# '85 Nishiki Cresta



## orbeamike (Nov 20, 2004)

After years of neglect and abuse from lending it to my brother, this summer I pulled out my old Cresta from the shed and gave it a well deserved overhaul. My intent is to build up a rando-touring bike with winter use in mind. Just today I finished wrapping the bars and its ready just in time for the raining season. 
The Tanaka fenders took a long time to install but I couldn't be happier with the outcome. I am not sure if I will ever get to use the front Nitto rando rack......but I sure like the look of it. I was a little worried not being able to find decent 27" tires for this old tourer but the Panaracer Precila Touring guard in 1-1/4 fit under the Tanaka fenders nicely. 
Tange 2 double butted cro-mo and full Suntour LePre drive train (minus the 105 levers).


----------



## MB1 (Jan 27, 2004)

Very pretty.

How is that Laprade seat post working with your Brooks saddle?


----------



## orbeamike (Nov 20, 2004)

Not sure what you mean.........it mounts like any saddle. The rails are standard width and diameter.


----------



## weltyed (Feb 6, 2004)

looks nice.

wish there were before picks.


----------



## Dave Hickey (Jan 27, 2002)

Very well done....that is gorgeous....


----------



## seeborough (Feb 3, 2004)

orbeamike said:


> Not sure what you mean.........it mounts like any saddle. The rails are standard width and diameter.


Is that a Brooks Colt?


----------



## orbeamike (Nov 20, 2004)

Its a colt. Bought it in the late 80s. My very 1st Brooks.


----------



## seeborough (Feb 3, 2004)

orbeamike said:


> Its a colt. Bought it in the late 80s. My very 1st Brooks.


Same here. I sold my car in college and got mine on my very first race bike, an '85 Peugeot Je-ne-m'en-souviens-pas. It was the only thing I took with me from that bike when I moved to the US. 

Aaaah memoires...

P.S.: Very cool odometer.


----------



## Mapei (Feb 3, 2004)

Very handsome bike.


----------



## orbeamike (Nov 20, 2004)

Thanks very much, should have seen the bicycle when I first got it back from my brother... mismatched cycle cross tires, broken cheap black saddle, and a mountain bike bar.
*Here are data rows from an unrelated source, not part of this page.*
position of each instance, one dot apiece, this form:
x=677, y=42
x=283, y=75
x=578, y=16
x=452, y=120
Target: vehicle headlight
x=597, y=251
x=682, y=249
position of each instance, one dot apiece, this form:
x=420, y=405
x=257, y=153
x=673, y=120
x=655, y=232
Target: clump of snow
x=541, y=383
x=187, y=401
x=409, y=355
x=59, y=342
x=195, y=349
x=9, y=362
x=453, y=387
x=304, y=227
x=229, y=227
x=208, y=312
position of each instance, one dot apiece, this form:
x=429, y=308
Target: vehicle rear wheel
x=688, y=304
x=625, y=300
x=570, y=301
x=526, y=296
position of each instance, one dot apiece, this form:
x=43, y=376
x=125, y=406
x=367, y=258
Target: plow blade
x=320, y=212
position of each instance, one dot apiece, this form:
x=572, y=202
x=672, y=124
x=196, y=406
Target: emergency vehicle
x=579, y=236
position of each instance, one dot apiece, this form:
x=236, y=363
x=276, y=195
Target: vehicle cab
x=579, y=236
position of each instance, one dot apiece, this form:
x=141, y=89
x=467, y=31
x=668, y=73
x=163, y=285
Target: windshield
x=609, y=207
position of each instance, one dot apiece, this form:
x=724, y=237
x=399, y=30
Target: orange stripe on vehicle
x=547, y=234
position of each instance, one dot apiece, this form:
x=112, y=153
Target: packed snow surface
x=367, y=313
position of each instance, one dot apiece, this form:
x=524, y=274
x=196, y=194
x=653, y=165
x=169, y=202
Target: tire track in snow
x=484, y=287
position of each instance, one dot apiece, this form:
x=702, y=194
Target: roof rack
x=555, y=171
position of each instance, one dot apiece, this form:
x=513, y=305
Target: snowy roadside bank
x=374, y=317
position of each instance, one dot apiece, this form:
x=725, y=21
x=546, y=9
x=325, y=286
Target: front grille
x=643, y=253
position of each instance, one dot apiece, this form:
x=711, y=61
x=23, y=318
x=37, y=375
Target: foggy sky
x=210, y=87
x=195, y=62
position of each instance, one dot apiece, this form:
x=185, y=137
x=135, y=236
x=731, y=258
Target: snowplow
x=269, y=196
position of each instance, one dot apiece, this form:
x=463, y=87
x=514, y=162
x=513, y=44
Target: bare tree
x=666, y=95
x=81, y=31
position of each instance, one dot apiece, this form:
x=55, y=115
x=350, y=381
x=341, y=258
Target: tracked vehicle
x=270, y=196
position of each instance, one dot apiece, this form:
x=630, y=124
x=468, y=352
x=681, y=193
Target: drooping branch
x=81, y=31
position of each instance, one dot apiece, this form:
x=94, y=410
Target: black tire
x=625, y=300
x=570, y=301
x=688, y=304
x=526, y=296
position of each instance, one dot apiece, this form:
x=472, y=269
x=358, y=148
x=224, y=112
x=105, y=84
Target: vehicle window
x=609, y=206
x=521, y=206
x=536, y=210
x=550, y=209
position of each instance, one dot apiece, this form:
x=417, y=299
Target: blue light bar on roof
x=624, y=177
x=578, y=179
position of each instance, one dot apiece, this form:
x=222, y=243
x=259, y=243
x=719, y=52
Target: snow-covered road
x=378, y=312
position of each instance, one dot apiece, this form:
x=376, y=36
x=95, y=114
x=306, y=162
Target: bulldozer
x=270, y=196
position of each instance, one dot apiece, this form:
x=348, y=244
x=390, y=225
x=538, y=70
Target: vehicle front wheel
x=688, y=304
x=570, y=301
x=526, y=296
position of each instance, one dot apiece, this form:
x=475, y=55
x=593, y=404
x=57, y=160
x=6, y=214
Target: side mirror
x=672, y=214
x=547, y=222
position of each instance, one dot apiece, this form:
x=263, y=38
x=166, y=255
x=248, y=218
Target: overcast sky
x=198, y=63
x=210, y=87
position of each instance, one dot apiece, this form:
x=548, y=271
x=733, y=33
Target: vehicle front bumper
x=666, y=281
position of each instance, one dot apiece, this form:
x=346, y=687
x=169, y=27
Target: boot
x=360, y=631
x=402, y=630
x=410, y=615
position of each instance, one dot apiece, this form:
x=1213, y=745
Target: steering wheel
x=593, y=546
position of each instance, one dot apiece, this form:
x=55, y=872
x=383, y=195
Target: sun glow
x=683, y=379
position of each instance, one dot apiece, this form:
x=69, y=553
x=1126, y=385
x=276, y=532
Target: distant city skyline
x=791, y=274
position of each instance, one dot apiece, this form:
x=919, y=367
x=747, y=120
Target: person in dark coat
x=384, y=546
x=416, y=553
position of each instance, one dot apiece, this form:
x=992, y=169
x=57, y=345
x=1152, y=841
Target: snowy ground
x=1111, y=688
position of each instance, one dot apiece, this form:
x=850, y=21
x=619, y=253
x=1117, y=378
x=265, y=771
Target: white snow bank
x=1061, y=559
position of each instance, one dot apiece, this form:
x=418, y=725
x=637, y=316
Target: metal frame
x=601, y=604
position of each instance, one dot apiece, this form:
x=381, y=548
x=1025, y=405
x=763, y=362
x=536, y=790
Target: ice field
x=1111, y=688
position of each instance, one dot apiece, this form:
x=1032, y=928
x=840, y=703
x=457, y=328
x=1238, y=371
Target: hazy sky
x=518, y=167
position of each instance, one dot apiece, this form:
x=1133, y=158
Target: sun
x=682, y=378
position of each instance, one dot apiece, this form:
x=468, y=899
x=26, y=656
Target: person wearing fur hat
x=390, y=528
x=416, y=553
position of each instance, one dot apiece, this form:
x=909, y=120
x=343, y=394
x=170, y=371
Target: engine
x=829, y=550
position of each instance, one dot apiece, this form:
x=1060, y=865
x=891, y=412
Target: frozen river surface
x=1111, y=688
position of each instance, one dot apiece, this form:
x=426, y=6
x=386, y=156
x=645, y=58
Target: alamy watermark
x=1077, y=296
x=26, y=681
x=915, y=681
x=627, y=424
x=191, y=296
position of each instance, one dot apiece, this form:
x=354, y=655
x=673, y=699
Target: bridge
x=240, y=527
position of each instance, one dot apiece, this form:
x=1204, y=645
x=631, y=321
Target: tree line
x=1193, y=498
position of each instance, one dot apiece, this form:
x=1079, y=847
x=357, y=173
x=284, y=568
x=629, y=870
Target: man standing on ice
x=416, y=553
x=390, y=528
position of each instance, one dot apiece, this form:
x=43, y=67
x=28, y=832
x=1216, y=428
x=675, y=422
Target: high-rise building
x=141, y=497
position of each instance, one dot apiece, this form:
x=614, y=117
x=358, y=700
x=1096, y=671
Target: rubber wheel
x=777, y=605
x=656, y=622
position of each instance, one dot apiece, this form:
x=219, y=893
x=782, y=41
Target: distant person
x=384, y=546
Rusty chain that made the loudest noise. 
Now the bike looks proper.


----------



## orbeamike (Nov 20, 2004)

Thanks very much, should have seen the bicycle when I first got it back from my brother... mismatched cycle cross tires, broken cheap black saddle, and a mountain bike bar. Rusty chain that made the loudest noise. 
No the bike looks proper.


----------



## TimmyCinAZ (Feb 20, 2012)

*Sweet!*

Nice ride, my man! I have the same bike, along with the original owners manual. Picked it up from the original owner. However, it's not getting much use. Anyone can feel free to message me if they're interested. I think it's a 58cm. I will provide more specific details to whomever contacts me.


----------